Charlie Brinkhurst-Cuff was presented with the Georgina Henry Award at the Press Awards on 15 March 2017 for gal-dem, a publication covering the experiences of black and minority ethnic women in Britain.

Picking up the award, Charlie said that it would make a massive difference to the magazine.

“Gal-dem was founded because, if you look around you, journalism still has a massive diversity problem and we really want to try and change that.”

The prize money will fund office space and two editors to work on the online and print magazine, which is written exclusively by women of colour. Since it launched in September 2015, Charlie and the magazine’s editors have tried to grow the publication into a sustainable business. They aim to represent the creative, political and general aspirations of women of colour in Britain and around the world.

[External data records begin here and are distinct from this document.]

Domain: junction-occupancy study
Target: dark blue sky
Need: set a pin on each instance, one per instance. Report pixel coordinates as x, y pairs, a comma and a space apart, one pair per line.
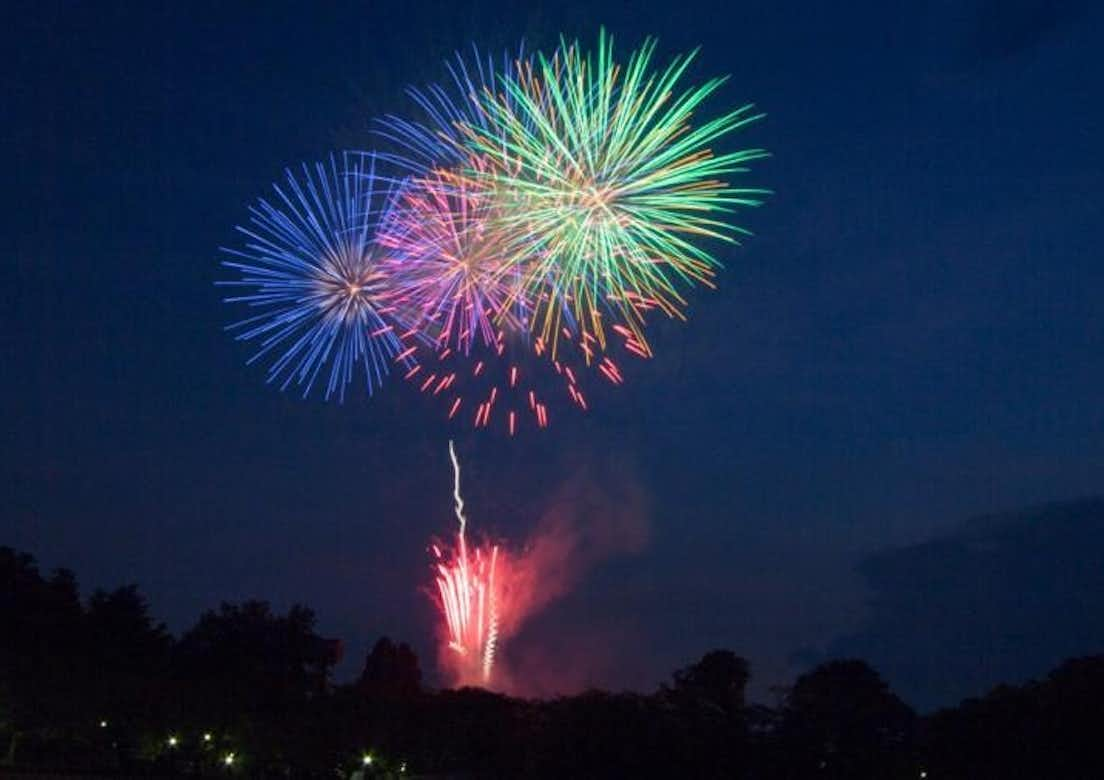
913, 337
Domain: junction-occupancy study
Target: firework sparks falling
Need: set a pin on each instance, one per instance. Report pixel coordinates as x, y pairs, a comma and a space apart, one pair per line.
468, 597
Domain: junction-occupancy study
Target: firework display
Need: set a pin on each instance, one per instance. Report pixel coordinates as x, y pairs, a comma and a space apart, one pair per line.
310, 268
468, 597
535, 213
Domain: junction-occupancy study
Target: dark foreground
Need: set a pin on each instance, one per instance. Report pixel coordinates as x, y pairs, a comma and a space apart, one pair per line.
99, 690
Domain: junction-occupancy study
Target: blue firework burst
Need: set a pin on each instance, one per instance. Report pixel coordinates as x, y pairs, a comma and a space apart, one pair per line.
309, 265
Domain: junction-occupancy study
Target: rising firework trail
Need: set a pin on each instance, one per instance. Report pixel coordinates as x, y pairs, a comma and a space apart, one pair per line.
468, 597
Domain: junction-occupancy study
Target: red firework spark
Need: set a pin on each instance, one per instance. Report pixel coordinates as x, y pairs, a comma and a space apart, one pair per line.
469, 597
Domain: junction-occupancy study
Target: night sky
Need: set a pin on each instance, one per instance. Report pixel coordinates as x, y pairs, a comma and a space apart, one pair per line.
913, 335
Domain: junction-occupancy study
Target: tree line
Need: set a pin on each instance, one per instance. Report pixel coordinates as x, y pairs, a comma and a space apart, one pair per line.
98, 686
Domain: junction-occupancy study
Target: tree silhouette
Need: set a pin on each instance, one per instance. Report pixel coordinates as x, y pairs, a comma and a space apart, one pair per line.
841, 720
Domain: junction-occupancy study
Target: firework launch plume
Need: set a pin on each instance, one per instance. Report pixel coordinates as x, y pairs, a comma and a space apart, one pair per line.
468, 597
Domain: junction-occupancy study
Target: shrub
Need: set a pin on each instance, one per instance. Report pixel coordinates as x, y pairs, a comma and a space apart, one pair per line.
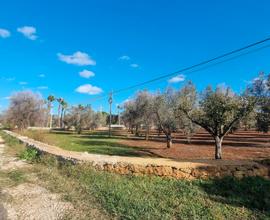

Presenting the award, WIJ Chair Eleanor Mills said that the news agenda was largely shaped by 50 per cent of the population – men – and that the Georgina Henry Award aimed to try and make the media more diverse by recognising and promoting female talent.

WIJ welcomes the Press Awards’ efforts to encourage inclusivity by encouraging more women to enter, and trying to get more women to take part in the judging panels. In 2017, there were ten female and 14 male winners in the individual categories, which is particularly striking as there were several categories (such as photographer of the year) with no female nominees.

Alongside the main award, Rosamund Urwin, whose day job is at the Evening Standard, was highly commended for her idea of a “feminist Private Eye” called Nasty Women, focusing on workplace sexism.

Guardian writer Hannah Jane Parkinson was shortlisted for her project of travelling the UK, telling the stories of individuals affected and their experiences with mental health. Journalist Tobi Oredein was also nominated for Black Ballad, an arts magazine aimed at black British women.